VOTING AND BOARD OF DIRECTORS RECOMMENDATIONS

     An affirmative vote of a majority of the shares outstanding will be
required to approve the proposed amendment to the Company's Articles of
Incorporation.

     The Board of Directors recommends approval of the proposed amendment to
the Articles of Incorporation.




<PAGE>
                             SHAREHOLDER PROPOSALS

     The Board of Directors has not yet determined the date on which the next
annual meeting of shareholders will be held.  Any proposal by a shareholder
intended to be presented at the Company's next annual meeting of shareholders
must be received at the offices of the Company a reasonable amount of time
prior to the date on which the information or proxy statement for that meeting
are mailed to shareholders in order to be included in the Company's
information or proxy statement relating to that meeting.

                                OTHER BUSINESS

     As of the date of this Proxy Statement, management of the Company was
not aware of any other matter to be presented at the Meeting other than as set
forth herein.  A majority vote of the shares outstanding is necessary to
approve any such matters.

                                      BY ORDER OF THE BOARD OF DIRECTORS


                                      Gilbert Gertner, Chairman of the Board
Houston, Texas
September 27, 1996

<PAGE>
                           OGDEN MCDONALD & COMPANY

                 SOLICITED ON BEHALF OF THE BOARD OF DIRECTORS

     The undersigned hereby appoints Gilbert Gertner with the power to
appoint his substitute, and hereby authorizes him to represent and to vote as
designated below, all the shares of common stock of Ogden McDonald & Company
held of record by the undersigned on September 27, 1996, at the Special
Meeting of Shareholders to be held on October 11, 1996, or any adjournment
thereof.

     1.   An amendment to the Company's Articles of Incorporation changing
the Company's name to "Worldwide Petromoly, Inc."

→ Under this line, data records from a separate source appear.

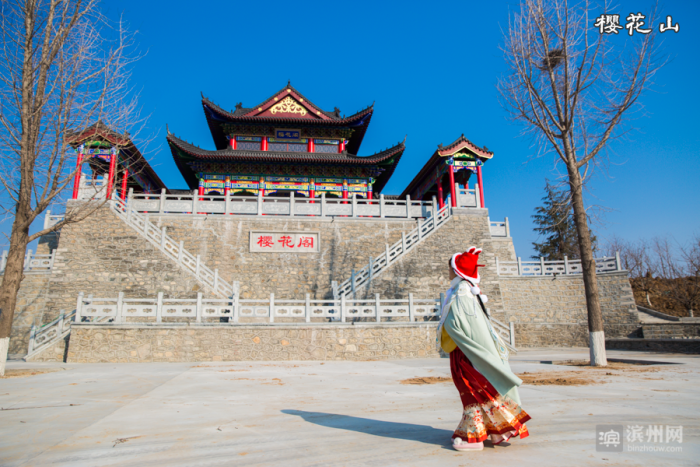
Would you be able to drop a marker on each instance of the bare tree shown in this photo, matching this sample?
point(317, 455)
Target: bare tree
point(63, 67)
point(682, 271)
point(571, 91)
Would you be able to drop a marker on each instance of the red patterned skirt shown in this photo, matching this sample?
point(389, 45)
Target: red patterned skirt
point(486, 412)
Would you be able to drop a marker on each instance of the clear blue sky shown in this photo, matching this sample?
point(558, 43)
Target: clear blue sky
point(432, 70)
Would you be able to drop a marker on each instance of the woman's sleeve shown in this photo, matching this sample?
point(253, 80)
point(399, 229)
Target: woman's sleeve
point(492, 367)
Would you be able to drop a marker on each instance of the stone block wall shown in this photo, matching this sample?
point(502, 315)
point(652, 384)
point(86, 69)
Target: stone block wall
point(550, 311)
point(134, 343)
point(32, 301)
point(103, 256)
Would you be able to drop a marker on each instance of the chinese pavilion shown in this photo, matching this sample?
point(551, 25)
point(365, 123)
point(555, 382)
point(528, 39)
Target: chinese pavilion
point(448, 167)
point(285, 144)
point(114, 157)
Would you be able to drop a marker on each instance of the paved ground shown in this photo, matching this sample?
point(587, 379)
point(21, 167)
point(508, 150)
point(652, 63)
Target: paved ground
point(337, 413)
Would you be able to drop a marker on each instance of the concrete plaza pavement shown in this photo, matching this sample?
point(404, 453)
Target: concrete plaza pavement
point(330, 413)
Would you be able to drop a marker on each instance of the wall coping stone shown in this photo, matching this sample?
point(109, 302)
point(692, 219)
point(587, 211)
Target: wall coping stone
point(427, 324)
point(622, 273)
point(479, 212)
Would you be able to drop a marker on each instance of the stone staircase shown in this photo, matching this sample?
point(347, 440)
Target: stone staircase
point(49, 336)
point(173, 249)
point(408, 242)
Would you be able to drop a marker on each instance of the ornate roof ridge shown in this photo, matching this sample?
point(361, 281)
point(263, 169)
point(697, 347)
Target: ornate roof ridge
point(240, 112)
point(343, 157)
point(483, 152)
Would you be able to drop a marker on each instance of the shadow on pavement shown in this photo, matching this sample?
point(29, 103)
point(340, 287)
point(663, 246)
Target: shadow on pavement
point(421, 433)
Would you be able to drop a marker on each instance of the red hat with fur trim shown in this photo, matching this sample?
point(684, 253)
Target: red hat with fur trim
point(466, 264)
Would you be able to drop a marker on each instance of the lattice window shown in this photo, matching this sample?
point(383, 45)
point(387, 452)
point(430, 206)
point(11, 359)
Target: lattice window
point(327, 148)
point(248, 146)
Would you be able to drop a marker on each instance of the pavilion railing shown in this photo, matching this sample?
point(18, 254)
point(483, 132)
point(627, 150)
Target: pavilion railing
point(276, 206)
point(33, 263)
point(120, 310)
point(549, 268)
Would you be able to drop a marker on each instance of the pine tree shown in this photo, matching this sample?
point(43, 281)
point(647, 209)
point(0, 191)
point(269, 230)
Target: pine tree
point(554, 220)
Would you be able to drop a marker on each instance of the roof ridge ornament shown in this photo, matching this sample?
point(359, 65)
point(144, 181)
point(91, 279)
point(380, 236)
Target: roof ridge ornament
point(288, 105)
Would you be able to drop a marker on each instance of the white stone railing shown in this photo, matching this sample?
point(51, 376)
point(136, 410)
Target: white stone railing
point(392, 253)
point(549, 268)
point(468, 198)
point(118, 310)
point(274, 206)
point(43, 336)
point(92, 188)
point(172, 248)
point(33, 263)
point(500, 229)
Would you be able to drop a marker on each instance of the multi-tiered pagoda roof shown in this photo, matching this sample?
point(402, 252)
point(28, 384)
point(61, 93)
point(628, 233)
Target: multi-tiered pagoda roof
point(286, 136)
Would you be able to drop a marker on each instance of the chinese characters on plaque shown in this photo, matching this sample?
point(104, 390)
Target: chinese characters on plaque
point(284, 242)
point(610, 24)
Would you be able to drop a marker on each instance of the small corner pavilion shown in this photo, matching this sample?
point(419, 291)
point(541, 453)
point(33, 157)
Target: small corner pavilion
point(449, 167)
point(114, 157)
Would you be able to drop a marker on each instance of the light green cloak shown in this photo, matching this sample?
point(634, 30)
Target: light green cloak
point(467, 325)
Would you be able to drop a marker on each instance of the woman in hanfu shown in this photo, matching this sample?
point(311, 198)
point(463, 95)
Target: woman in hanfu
point(478, 361)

            [  ]  FOR        [  ]  AGAINST        [  ]  ABSTAIN

     2.  An amendment to the Company's Articles of Incorporation to limit the
personal liability of the Company's directors to the Company or its
shareholders for monetary damages for certain breaches of their fiduciary
duties.

            [  ]  FOR        [  ]  AGAINST        [  ]  ABSTAIN

     3.  To transact such other business as may properly come before the
Meeting.

     THIS PROXY WHEN PROPERLY EXECUTED WILL BE VOTED IN THE MANNER DIRECTED
HEREIN BY THE UNDERSIGNED SHAREHOLDER.  IF NO DIRECTION IS MADE, THIS PROXY
WILL BE VOTED FOR PROPOSAL NOS. 1 and 2.

     SHARES REPRESENTED BY THIS PROXY WILL BE VOTED AT THE MEETING IN ACCORD-
ANCE WITH THE SHAREHOLDER'S SPECIFICATIONS ABOVE.  THIS PROXY CONFERS DISCRE-
TIONARY AUTHORITY IN RESPECT TO MATTERS NOT KNOWN OR DETERMINED AT THE TIME OF
THE MAILING OF THE NOTICE OF THE SPECIAL MEETING OF SHAREHOLDERS TO THE
UNDERSIGNED.

     The undersigned hereby acknowledges receipt of the Notice of Special
Meeting of Shareholders and Proxy Statement furnished therewith.

Dated:  _______________, 1996

                                    __________________________________________


                                    __________________________________________
                                    Signature(s) of Shareholders(s)

                                    Signature(s) should agree with the name(s)
                                    appearing hereon.  Executors, administra-
                                    tors, trustees, guardians and attorneys
                                    should indicate when signing.  Attorneys
                                    should submit powers of attorney.

     THIS PROXY IS SOLICITED ON BEHALF OF THE BOARD OF DIRECTORS OF OGDEN
MCDONALD & COMPANY.  PLEASE SIGN AND RETURN THIS PROXY BY PLACING IT IN THE
ENCLOSED PRE-ADDRESSED ENVELOPE.  THE GIVING OF A PROXY WILL NOT AFFECT YOUR
RIGHT TO VOTE IN PERSON IF YOU ATTEND THE MEETING.